Generally speaking, fat—or more correctly fats—consist of different numbers of carbon atoms linked together in a long chain. These carbon chains are “hydrophobic,” meaning they repel water, and this is what makes fats “oily.” Fats are not only involved in energy storage (e.g., as in belly fat), but are also involved in a wide variety of other physiological processes.
As you’ve no doubt heard, fats can be “saturated” or “unsaturated.” In saturated fats, all the carbon atoms are linked by so-called “single-bonds,” whereas in mono- and polyunsaturated one or more adjacent carbon atoms are connected by so-called “double-bonds.” The details aren’t important, but the double bonds make the fats less flexible, and differences in the number of these bonds affect things like the melting temperature of different fats (think of how oil, but not butter, is liquid at room temperature).
Fatty acids are a type of fat that contain an acidic chemical group (carboxylic acid) at one end. The acidic group is “hydrophilic,” meaning it attracts water. By having one part that attracts water and another that repels it, when placed in water these molecules like to arrange themselves into sheets with their hydrophobic portions facing each other and the hydrophilic portions facing the water on either side of the sheet. These so-called “lipid bilayers” are exactly what make up the membranes that surround every cell in your body, and accordingly, fatty acids are often found inside cell membranes.

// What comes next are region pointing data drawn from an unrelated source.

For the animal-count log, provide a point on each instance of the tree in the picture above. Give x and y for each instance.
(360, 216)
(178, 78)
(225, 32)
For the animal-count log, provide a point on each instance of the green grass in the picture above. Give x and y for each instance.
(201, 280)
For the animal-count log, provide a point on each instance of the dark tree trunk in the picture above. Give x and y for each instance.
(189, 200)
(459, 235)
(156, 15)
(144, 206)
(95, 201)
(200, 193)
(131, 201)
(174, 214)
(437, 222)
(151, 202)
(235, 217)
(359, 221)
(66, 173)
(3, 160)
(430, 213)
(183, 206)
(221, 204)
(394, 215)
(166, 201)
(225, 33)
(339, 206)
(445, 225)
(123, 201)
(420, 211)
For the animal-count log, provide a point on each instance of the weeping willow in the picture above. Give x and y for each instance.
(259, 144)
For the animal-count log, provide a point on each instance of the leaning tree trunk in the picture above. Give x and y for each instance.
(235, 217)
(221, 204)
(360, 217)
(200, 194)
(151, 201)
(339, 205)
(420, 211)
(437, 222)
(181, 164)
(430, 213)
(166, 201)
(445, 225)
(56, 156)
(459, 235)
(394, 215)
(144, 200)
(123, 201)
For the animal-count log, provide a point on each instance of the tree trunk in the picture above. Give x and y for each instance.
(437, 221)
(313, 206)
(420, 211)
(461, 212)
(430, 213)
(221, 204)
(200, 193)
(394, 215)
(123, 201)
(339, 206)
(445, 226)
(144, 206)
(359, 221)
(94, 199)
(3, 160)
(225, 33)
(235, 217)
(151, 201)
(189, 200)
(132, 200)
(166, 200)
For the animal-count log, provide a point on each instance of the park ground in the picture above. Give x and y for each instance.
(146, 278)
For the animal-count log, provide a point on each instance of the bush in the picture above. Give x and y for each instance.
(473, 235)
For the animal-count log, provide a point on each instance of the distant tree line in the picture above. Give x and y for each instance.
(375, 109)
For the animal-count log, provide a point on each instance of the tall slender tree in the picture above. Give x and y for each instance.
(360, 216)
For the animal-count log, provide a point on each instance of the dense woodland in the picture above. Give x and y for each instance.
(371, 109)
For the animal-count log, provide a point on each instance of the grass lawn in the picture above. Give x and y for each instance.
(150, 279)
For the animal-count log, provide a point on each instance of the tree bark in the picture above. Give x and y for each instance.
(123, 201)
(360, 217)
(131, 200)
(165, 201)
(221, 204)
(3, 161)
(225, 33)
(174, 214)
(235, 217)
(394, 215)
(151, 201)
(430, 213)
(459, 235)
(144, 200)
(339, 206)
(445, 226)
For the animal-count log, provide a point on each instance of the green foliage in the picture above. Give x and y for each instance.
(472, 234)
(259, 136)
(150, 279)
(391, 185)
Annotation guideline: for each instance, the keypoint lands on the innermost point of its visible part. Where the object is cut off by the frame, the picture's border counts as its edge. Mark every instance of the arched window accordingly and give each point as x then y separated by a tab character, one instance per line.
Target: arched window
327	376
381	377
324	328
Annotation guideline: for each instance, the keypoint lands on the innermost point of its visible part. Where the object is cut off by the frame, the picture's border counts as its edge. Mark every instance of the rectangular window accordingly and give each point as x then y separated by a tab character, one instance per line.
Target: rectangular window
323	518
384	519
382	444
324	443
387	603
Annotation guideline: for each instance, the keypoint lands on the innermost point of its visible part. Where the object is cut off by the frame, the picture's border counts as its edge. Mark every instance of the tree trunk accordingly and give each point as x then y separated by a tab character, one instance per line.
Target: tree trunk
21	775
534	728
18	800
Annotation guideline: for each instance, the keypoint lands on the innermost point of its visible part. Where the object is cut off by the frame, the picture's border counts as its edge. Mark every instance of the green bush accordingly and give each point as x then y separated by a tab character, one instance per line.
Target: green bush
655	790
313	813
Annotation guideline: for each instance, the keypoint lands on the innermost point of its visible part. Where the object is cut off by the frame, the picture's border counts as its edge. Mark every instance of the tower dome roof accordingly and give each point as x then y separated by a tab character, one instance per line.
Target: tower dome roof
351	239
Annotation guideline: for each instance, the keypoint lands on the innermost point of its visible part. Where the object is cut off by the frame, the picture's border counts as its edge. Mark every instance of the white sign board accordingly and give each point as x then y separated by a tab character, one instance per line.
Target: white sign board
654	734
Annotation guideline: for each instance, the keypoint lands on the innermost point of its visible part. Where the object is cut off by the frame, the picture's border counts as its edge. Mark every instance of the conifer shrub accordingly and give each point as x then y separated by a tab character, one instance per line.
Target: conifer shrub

With this as background, we can now appreciate what omega-3 fatty acids look like. They are composed of a long chain of carbons, with a few double bonds, and a carboxylic acid at the end. “Omega 3” simply refers to the fact that the first double bond occurs 3 atoms from the end. Here is the chemical structure of one very important omega-3 fatty acid, docosahexaenoic acid (DHA):
DHA—the most abundant omega 3 fatty acid in the brain—is a very important part of a balanced diet. Fish are a rich source of DHA and other omega fatty acids, and they can also be found in fish oil. As it turns out, the amounts of these important fatty acids have steadily decreased over the history of mankind, largely because our modern, western diet contains much less fish than that of our ancestors.
Low levels of omega 3 fatty acids may be a cause for concern. For example, levels of DHA—the most abundant omega 3 fatty acid in the brain—have been shown to be reduced in Alzheimer’s disease (AD) , and lower levels were associated with reduced cognitive performance even in middle aged, otherwise normal individuals .
Conversely, a growing body of basic research and clinical evidence suggests that supplementation with DHA can improve mental functioning and even combat AD. Several studies in animal models of AD—including one conducted at UC Irvine —have shown that DHA lowers the accumulation of beta-amyloid and hyperphosphorylated tau—the two principal hallmarks of the disease. Several other studies have seen similar results, in addition to beneficial reductions in neuronal loss and cognitive deficits .
Of note, DHA supplementation has been tested in clinical trials. In 2007, the Alzheimer’s Disease Cooperative Study conducted a double-blind, randomized, placebo-controlled clinical trial comparing DHA and placebo over 18 months in 402 people (average age=76) diagnosed with mild to moderate AD. In this study, treatment with DHA did not slow the rate of change on tests of mental function, global dementia severity status, activities of daily living, or behavioral symptoms in the study population as a whole. a relatively large clinical trial specifically focused on AD patients . By contrast, a 2010 clinical trial on 485 subjects aged 55 and older found that DHA taken for six months improved memory and learning in healthy, older adults with mild memory complaints .
These findings contain an important lesson: as has been true for all clinical trials on experimental therapeutics, intervening with DHA after the appearance of Alzheimer’s disease symptoms proved ineffective. By contrast, intervening earlier in individuals showing only minor memory impairment showed significant benefit. These results provide even more support for the central mission of the AD Foundation—to Prevent Alzheimer’s NOW!™
While we recommend consulting with your doctor first—and taking care to avoid sources of omega-3 fatty acids that might contain mercury—there appears to be good evidence recommending the use of DHA, EPA and other omega-3 fatty acids as a safe and natural means to maintain a healthy brain and healthy memory.